Ugh, blood. His, all over her hands. She’d ridden in the front of the ambulance looking at the dark red stains caught in the lines of her palms. Before she’d been able to wash them, the cops had asked her tons of questions. She breathed deeply as they repeated each question, making sure she didn’t change her story.
“I skipped the party, the neighborhood one, because I was upset. I just wanted to go home. I ditched my beer in my neighbor’s trashcan. That’s when I heard the man’s voice. He said someone had me, which wasn’t true. I snuck around the side of the house. I saw a man behind Jameson…Sgt. Kelly…I mean. I thought he had a gun, and I sprinted and tackled the guy.”
“Why?” the cop asked for the third time. “What made you think you could stop the man?”
She blew her breath out so that her lips made a puttering noise. Explaining the unexplainable never made sense. Jameson, someone she loved, was in danger. That meant action, any action, and instantly. But, she tried to give her rationale. “Look, I saw something bad happening. I act on those impulses to make things right.”
“But, you thought he had a gun. Why did you think you could do what a policeman wasn’t doing at the time?”

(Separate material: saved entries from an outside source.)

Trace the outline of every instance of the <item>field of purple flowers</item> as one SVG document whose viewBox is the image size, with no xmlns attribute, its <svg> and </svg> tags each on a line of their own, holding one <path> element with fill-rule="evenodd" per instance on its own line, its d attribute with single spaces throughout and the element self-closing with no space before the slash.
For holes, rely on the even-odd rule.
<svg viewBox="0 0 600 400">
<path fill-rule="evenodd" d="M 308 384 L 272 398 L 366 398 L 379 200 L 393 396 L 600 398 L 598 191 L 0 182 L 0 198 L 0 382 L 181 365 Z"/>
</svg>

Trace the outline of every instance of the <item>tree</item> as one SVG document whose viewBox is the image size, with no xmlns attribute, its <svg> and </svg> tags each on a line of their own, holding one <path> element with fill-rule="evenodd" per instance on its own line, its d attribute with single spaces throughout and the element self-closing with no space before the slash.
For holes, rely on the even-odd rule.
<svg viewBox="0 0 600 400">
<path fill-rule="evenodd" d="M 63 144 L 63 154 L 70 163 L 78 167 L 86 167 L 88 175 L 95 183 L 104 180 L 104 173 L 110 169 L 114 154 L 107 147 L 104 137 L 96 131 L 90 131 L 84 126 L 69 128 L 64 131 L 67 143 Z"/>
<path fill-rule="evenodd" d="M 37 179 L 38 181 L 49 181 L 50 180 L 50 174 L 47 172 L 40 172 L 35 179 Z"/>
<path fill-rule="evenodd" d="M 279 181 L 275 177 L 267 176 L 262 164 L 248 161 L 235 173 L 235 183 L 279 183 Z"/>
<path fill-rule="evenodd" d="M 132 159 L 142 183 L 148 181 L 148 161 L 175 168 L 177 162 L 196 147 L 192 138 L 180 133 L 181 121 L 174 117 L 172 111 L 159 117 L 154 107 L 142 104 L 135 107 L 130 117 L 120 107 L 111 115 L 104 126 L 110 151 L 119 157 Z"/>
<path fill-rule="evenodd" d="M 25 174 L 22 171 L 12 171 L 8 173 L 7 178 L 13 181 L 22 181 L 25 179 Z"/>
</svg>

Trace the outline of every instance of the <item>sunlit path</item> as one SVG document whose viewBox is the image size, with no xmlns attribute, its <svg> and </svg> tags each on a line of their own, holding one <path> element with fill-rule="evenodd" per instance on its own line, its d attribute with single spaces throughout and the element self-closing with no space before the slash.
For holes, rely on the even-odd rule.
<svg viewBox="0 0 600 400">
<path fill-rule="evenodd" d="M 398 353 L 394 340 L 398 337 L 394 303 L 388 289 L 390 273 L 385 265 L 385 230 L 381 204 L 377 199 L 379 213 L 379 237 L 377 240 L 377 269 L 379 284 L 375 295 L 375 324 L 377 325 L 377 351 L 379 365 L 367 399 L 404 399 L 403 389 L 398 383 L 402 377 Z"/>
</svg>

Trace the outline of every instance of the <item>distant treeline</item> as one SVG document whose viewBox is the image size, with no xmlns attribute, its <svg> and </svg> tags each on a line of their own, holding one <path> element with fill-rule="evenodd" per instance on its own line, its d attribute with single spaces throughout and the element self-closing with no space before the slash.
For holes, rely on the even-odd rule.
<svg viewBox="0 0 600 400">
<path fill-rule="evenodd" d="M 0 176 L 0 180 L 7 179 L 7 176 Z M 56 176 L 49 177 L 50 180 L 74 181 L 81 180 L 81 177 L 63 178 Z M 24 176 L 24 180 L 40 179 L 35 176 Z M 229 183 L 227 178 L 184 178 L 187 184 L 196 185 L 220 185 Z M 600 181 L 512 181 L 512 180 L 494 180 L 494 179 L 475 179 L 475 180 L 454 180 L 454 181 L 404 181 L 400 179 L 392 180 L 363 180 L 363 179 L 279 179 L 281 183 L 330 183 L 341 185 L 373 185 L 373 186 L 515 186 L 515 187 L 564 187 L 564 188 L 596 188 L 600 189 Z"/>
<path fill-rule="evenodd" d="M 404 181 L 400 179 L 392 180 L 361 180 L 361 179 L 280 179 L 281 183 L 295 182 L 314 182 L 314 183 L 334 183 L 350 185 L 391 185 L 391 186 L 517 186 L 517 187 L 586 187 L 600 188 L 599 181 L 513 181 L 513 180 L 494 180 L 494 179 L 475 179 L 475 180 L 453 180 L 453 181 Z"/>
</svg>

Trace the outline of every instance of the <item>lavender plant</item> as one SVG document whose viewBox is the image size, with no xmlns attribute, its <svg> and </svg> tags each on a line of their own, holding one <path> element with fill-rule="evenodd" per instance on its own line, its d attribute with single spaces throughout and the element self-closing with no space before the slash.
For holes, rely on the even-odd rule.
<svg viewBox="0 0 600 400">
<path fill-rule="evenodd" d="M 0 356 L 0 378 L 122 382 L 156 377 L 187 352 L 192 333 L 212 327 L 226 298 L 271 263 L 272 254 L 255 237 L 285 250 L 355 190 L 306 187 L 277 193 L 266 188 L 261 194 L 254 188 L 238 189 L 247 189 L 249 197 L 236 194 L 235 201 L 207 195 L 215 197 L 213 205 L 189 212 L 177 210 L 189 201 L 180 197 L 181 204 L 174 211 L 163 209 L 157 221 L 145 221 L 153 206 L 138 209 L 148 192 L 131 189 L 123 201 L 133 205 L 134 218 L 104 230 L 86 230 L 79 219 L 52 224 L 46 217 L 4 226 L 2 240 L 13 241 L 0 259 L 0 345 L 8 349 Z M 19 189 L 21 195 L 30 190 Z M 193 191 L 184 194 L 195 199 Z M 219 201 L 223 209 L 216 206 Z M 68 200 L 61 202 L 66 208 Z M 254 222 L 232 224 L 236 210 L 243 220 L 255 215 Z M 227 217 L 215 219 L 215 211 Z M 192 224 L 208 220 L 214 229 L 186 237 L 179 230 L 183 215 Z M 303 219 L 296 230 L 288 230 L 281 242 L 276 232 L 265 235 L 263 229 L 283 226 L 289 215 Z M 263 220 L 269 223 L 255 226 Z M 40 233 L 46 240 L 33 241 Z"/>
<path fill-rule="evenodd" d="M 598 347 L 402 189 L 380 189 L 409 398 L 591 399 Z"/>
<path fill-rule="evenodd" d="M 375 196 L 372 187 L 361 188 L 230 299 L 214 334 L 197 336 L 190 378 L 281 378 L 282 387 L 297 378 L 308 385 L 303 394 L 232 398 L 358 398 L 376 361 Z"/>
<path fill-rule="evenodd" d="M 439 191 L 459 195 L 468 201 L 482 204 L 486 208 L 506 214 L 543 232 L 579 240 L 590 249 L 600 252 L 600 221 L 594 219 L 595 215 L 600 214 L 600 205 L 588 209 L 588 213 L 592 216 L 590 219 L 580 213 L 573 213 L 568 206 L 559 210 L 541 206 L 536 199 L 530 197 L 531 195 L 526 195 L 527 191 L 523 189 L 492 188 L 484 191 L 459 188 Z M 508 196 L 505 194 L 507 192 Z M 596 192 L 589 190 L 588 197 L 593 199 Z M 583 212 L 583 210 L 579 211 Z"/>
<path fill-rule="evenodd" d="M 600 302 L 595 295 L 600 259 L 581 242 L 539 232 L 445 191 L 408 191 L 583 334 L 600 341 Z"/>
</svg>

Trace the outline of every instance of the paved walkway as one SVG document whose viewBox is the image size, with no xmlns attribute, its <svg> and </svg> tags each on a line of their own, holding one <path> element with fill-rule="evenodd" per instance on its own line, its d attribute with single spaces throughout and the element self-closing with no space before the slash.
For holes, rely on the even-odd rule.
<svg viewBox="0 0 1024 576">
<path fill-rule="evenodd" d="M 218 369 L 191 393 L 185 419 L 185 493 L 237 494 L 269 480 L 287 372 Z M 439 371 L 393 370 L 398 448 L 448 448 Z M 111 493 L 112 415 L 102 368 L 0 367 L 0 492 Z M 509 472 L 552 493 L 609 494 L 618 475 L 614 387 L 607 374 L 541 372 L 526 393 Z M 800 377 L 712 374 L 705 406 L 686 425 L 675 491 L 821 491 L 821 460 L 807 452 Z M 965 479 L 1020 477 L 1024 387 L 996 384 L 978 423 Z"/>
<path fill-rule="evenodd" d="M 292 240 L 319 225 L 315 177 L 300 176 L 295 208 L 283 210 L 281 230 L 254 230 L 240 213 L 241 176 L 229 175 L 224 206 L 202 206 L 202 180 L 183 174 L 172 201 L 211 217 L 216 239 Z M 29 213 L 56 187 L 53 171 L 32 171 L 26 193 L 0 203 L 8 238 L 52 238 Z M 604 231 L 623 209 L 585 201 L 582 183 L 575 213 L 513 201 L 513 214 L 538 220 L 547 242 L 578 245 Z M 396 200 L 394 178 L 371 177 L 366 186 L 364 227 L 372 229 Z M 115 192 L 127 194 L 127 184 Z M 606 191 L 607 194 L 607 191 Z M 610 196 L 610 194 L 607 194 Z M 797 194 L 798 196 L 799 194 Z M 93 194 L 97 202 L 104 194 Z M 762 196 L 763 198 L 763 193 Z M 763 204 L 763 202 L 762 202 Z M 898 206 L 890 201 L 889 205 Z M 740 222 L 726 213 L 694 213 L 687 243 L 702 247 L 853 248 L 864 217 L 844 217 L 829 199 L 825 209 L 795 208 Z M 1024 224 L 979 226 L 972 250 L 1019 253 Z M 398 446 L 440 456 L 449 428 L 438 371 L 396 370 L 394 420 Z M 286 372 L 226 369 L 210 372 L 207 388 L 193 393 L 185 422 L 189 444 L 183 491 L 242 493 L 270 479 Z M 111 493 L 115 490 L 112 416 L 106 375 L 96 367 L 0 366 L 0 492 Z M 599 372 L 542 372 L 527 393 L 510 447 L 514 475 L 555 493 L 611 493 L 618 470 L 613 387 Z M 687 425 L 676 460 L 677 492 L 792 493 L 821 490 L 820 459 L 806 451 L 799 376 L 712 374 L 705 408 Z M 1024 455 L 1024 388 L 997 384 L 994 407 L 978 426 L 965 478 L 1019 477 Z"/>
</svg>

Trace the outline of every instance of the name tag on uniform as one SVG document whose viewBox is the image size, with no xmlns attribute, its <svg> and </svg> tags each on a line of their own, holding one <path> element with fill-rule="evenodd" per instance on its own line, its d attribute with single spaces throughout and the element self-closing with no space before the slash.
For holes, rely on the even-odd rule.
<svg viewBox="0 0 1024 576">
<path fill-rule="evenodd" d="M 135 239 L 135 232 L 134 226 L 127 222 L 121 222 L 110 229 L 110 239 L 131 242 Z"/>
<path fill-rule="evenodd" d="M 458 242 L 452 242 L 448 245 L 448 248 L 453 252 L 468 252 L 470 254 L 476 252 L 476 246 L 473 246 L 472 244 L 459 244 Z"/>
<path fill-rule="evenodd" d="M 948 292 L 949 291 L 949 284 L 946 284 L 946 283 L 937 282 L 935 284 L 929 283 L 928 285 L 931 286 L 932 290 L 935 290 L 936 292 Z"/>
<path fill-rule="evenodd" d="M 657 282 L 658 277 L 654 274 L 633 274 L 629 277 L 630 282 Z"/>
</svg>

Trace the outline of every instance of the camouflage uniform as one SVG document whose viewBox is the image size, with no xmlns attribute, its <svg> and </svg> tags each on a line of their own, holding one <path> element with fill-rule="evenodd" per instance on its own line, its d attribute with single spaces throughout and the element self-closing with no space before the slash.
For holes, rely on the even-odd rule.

She wanted to say, “Shut up, punk.” It required her to bite her lip not to let that nicety slip. She cleared her throat. “I was a soldier for almost eleven years. I’m trained to act, not think. There was no thinking. I moved. The guy got smashed once, an uppercut to his chin. I had Jameson sit on him, and that’s when I learned that the guy had a knife not a gun. I got the phone and called you as I gave first aid. No thinking. Acting. When the sergeant gets out of the procedure, whenever that might be, you can ask him. He’ll probably tell you that he did the thinking.”
She smiled and crossed her arms. She was done explaining the unexplainable. Jameson needed her. She would be there. She suspected she always would.
If she got to see him tonight, she’d tell him straight away how she felt and what she wanted from him. She leaned her forehead on the wall, suddenly exhausted from the night. The enormity of her mistake in trusting someone weighed on her. She owed Jameson an apology.
“Ma’am?” The security guard addressed her again.
“What?” She snapped to attention. “I can lean on the wall.”
“Yes, ma’am, you can. The nurse is asking for you.”
She couldn’t believe it. The hospital was breaking a family rule? “Me?” She eyed the man with suspicion. Possibly he wanted her out of the ER waiting room with all of her pacing and pounding the wall.
“Yes. She just called.” He pointed to the phone, revealing dark sweat stains under his arms. Had she made him that nervous? It certainly wasn’t hot in the room. “Your friend is asking for you.”
She rushed to the double doors that led to the entrance of the treatment part of the emergency department. “Push the button already.” She bounced as she waited for the motor to move the doors wide enough to get her through. With a slight turn, she squeezed through the opening and nearly ran into a woman in turquoise scrubs.
“Whoa, there, lady. You must be Ms. Robinson.”
“I am.”
“Good, your boyfriend won’t do a thing we want unless he gets to see you. Come make him cooperate.”
“Ha.” She couldn’t help laughing. “I can’t promise anything. We don’t really hold that much sway over each other.”
“At least try. He’s gonna need some pain meds after all those stitches.”